Ce secteur de singularise par deux particularités structurales : sur le versant occidental celle, plutôt stratigraphique, de la Mamule et sur le versant oriental celle, tectonique, de La Miaz. |
A/ Versant occidental :
Depuis la Pointe Percée jusqu'au Mont Charvet le versant reste largement garni par l'Urgonien qui est dénudé en dalles structurales discontinues toujours assez fortement inclinées vers le NW. Il est d'abord entaillé, en coup de gouge, par deux ébauches de cirques glaciaires (de Chombas et du Mont Charvet - Petite Miaz), où l'érosion n'a pas mis à nu l'Hauterivien, puis par deux vallons plus méridionaux (Tardevant, Paccaly) au fond desquels ces couches affleurent largement.

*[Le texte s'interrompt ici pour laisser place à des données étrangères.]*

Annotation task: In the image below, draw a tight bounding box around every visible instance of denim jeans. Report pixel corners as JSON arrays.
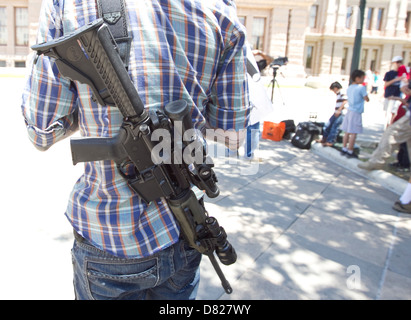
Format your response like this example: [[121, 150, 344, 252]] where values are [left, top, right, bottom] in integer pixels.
[[72, 233, 201, 300], [323, 114, 344, 143], [245, 122, 260, 158]]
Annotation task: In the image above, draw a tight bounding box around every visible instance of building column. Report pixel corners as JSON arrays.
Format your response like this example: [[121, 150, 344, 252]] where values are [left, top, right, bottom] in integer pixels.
[[335, 0, 347, 33], [385, 0, 398, 37]]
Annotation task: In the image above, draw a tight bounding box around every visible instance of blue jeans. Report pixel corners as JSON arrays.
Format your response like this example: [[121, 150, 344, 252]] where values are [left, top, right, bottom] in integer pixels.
[[245, 122, 260, 158], [323, 114, 344, 143], [72, 233, 201, 300]]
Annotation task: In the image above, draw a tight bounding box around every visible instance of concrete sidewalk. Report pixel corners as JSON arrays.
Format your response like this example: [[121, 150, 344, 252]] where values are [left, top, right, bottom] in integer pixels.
[[199, 140, 411, 300], [0, 72, 411, 300]]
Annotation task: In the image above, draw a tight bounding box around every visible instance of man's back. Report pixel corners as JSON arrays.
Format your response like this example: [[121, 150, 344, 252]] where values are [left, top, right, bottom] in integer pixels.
[[23, 0, 249, 257]]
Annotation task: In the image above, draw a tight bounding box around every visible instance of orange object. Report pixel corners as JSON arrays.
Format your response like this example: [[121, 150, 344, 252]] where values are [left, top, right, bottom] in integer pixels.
[[262, 121, 285, 141]]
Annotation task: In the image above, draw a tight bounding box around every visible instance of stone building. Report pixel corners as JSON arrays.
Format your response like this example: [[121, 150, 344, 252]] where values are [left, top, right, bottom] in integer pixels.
[[0, 0, 411, 77], [236, 0, 411, 76]]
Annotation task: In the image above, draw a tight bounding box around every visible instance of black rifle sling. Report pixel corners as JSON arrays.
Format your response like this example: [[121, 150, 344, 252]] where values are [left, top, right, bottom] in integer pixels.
[[97, 0, 132, 68]]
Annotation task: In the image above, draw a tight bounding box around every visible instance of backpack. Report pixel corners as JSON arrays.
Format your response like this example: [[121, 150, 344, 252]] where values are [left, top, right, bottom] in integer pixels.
[[291, 121, 321, 149]]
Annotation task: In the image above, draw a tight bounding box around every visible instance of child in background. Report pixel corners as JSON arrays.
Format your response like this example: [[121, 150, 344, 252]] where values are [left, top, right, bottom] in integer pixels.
[[341, 70, 370, 158], [321, 81, 347, 147]]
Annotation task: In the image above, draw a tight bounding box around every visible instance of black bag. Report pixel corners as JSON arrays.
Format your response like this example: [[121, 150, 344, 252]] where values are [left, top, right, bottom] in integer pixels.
[[291, 121, 321, 149], [281, 120, 296, 140]]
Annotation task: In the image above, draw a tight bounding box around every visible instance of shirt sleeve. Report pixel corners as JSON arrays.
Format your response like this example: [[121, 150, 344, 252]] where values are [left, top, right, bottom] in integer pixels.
[[206, 24, 251, 131], [361, 86, 368, 98], [21, 1, 78, 150]]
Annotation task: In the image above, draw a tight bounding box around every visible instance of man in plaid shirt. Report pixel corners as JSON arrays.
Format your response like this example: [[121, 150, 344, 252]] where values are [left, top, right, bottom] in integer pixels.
[[22, 0, 249, 299]]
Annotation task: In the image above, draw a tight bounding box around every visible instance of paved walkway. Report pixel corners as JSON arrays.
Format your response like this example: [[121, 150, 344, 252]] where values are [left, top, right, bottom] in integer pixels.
[[0, 70, 411, 300]]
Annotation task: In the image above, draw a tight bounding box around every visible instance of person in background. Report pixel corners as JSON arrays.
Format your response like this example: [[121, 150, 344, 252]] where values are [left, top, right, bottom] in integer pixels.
[[322, 81, 347, 147], [341, 70, 370, 158], [383, 56, 406, 129]]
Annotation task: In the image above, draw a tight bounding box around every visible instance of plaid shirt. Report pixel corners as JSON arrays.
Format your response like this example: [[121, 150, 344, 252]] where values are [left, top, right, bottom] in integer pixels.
[[22, 0, 249, 258]]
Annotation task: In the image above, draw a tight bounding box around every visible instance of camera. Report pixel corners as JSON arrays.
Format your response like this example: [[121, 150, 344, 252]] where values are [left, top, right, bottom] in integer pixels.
[[270, 57, 288, 68]]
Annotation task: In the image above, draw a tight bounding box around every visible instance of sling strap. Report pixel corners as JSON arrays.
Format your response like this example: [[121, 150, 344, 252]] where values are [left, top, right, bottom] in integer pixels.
[[97, 0, 132, 68]]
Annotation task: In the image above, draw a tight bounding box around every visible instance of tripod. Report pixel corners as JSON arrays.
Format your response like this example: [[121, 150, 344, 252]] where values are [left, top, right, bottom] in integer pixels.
[[268, 66, 285, 106]]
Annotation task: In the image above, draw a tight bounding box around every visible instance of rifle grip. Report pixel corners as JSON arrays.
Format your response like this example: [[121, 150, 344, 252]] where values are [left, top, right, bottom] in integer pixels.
[[70, 129, 127, 165]]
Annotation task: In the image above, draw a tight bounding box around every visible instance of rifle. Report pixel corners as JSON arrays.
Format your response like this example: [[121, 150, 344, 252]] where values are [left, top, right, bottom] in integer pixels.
[[32, 19, 237, 294]]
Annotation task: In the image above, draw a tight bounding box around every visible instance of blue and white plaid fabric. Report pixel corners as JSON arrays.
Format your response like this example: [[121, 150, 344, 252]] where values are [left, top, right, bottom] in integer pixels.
[[22, 0, 249, 258]]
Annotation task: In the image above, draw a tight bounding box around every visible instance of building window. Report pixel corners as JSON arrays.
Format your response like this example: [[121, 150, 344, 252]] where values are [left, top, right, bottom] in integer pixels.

Toutes les crêtes secondaires du chaînon des Aravis sont sculptées orthogonalement à la direction des couches de la succession Hauterivien à Nummulitique. Du fait que leur pendage est bien plus fort que la pente moyenne des fonds de vallon (voir la page "Aravis nord") on descend paradoxalement, dans la succession lorsque l'on monte dans ces vallons depuis le nord-ouest, gagnant ainsi la base stratigraphique de cette succession en atteignant la crête principale.
Entre les vallons les arêtes secondaires, orientées SE-NW, comportent la partie culminante (orientale), formée d'Hauterivien, dont le profil n'a qu'une faible inclinaison. Puis leurs parties occidentales dessinent toutes un arc-boutant bien marqué sculpté dans l'Urgonien. La brutalité de ce changement de profil est d'ailleurs partiellement accentué par le passage à flanc de versant du tracé de la faille de la Pointe Percée, bien que ce ne soit pas toujours lui qui occasionne le changement de nature de roche.
C'est notamment le cas au Mont Fleuri où sa crête sommitale, hauterivienne et presque horizontale sur près de 500 m., se termine par l'épaulement de La Mamule : ce dernier correspond seulement à l'endroit où elle devient urgonienne par succession normale des couches : le profil de la crête s'y affaisse rapidement car il prend une déclivité presque parallèle au plongement des couches, tandis que la faille de la Pointe Percée passe en contrebas, à flanc de l'arc-boutant urgonien.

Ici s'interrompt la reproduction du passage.